From 1929 to 1940, the Great Plains experienced a devastating drought. Scorching temperatures, an over-abundance of sunshine, and dry winds ravaged the land. From the Dakotas to Texas, soils turned to powder and blew away. In those hard, lean years, plains residents experienced hundreds of deadly dust storms. The Black Blizzards threw billowing clouds of dirt into the atmosphere, blotted out the sun, suffocated stock animals, and inflicted a phenomenon known as dust pneumonia on the rural population. Untold numbers died from the respiratory ailment.
Human greed made that earlier drought into an ecological, economic and social catastrophe. High wheat prices in the 1920s encouraged plains farmers to plow-up subpar land in order to turn a quick profit. When the drought struck, the marginal soils – which should have never been put into production – went airborne with the wind. The parched and eroded regions of New Mexico, Oklahoma, Kansas, Colorado, and Texas became known as the Dust Bowl. Boise, Oklahoma, sat squarely in the middle of the blown-out area. By 1936, portions of the Oklahoma and Texas panhandles resembled the Red Center of Australia – with high sand dunes and the near-total absence of life. The Dust Bowl served as a vivid representation of what happens when farmers are allowed to pursue profit without public oversight.
History will show that human avarice played a role in the Great Missouri River Flood of 2011. The Army kept the reservoir levels high going into the 2011 runoff season to maximize the monetary benefits derived from the reservoir fishery, the hydroelectric generating plants, and the Missouri and Mississippi navigation channels. Thus, when the flood descended the river, the reservoirs did not have the storage capacity to capture it.
Missouri basin farmers plowed-up thousands of square miles of former Conservation Reserve Program acres to increase their profit margins. High corn and soybean prices encouraged farmers to convert grassland to cropland. In 2007 and 2008, farmers in Montana and the Dakotas plowed under 2,023 square miles of water-absorbing grassland. In 2009, nearly 800 square miles of CRP land in those three states went into corn and soybeans. More grassland succumbed to the plow in 2010 and 2011. The U.S. Department of Agriculture acknowledges that CRP land “reduce[s] downstream flooding.” But this year, rainwater and snowmelt poured off the new cropland and into the Missouri’s reservoirs in unprecedented amounts.
The 2011 deluge stemmed from a heavy snowpack, monsoonal rains, and a capitalist ethos that enables farmers and Army officers to take huge environmental risks to secure great financial rewards.
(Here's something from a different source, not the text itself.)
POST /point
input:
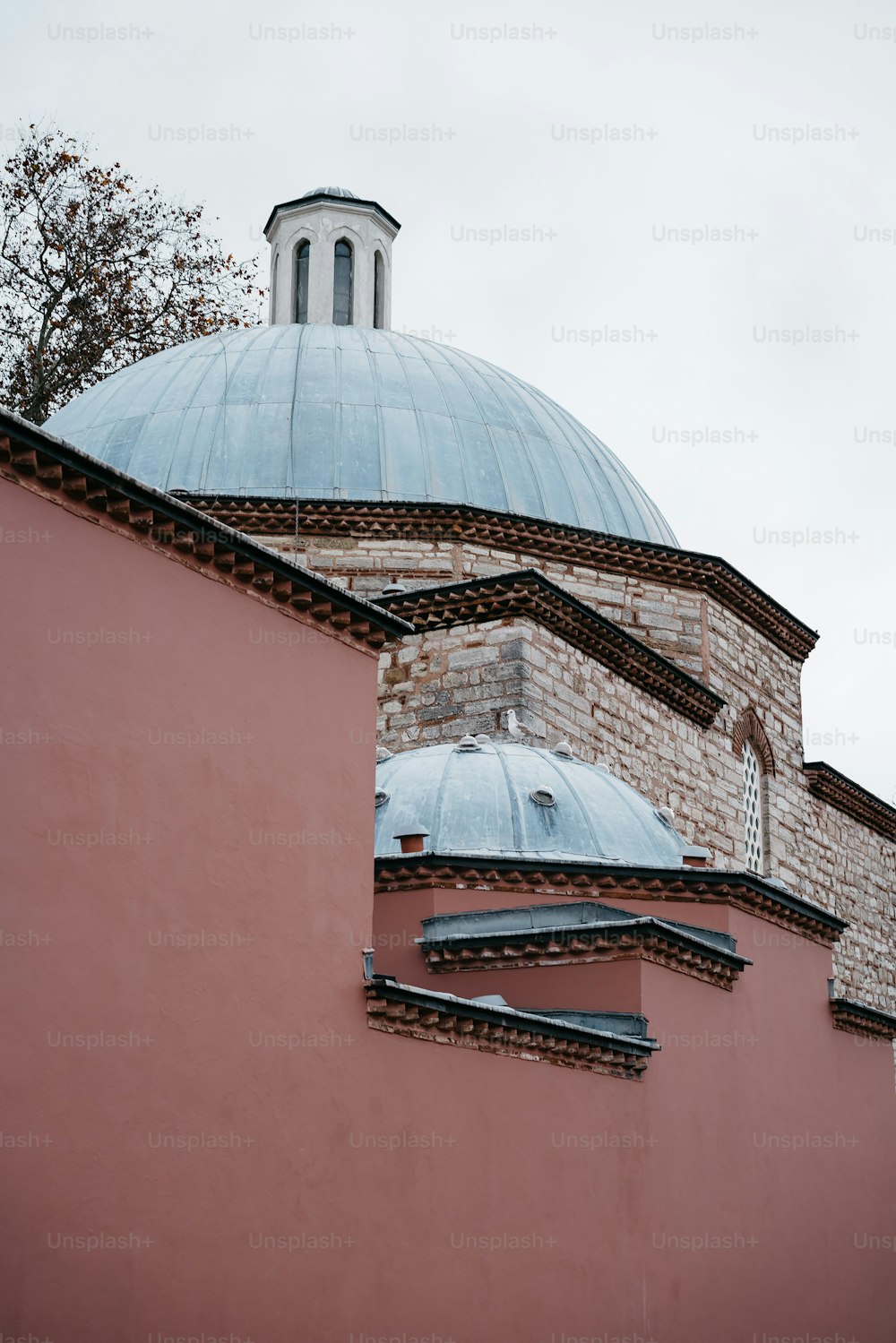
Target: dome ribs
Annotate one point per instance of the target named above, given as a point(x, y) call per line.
point(82, 485)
The flood of 2011 inundated extensive areas of the Missouri Valley south of Ponca, Nebraska. At its height, the Missouri’s waters behaved in unpredictable ways. In some areas, powerful currents acted as a scythe, stripping farmland of all vegetation. In other areas, calm, stagnate water suffocated trees and brush. West of Onawa, Iowa, the Missouri burrowed deep holes into the valley’s soft alluvium. At Sioux City, the river dumped sand into the city’s harbor and filled the public boat ramp with muck. At the foot of Sergeant Floyd’s Monument, ten-foot high dunes now straddle both sides of the big river. Wherever the water went, plant life died. The Missouri left in its wake a denuded landscape – bereft of any vegetation.
Prior to the construction of the Dakota and Montana dams, the Missouri annually flooded in April and again in June. These floods came and went in a matter of weeks. Because of the short duration of the floods, vegetation had time to take root and grow after the floods passed downstream. Cottonwood trees, slough grass, and small willow saplings provided an anchor to the valley’s topsoil. But this year, the Army’s managed flood lasted longer than any previously recorded flood. It is only now coming to an end. Because the growing season is over, vegetation will not cover the inundated lands until next April, if then.
Hundreds of thousands of acres of the Missouri Valley from Ponca to Kansas City are now vulnerable to the wind. After weeks of high temperatures and cloudless skies, the once-wet land is bone-dry. On September 29, 2011, gale-force winds ripped down the valley from the Dakota plains. The power of the wind sent rolling clouds of valley soil aloft. A flapping white shroud of dust covered the valley the entire 100 miles from Sioux City to Omaha. Thick clouds of airborne silt hid the Loess Hills (pronounced lus, as in bus) on the Iowa side of the valley.
The Loess Hills formed during the last Ice Age from the wind-borne silts of the Missouri Valley. On this day, the hills were replenished with a thin coating of earth. At Omaha, dust swirled around the Army’s Omaha District headquarters building, home of the organization charged with managing the upstream dams. The city’s skyscrapers stood tall behind a haze of white loam. The occupants of the high rises bore witness to the unfolding of yet another consequence of the 2011 flood – the beginning of the Loess Bowl.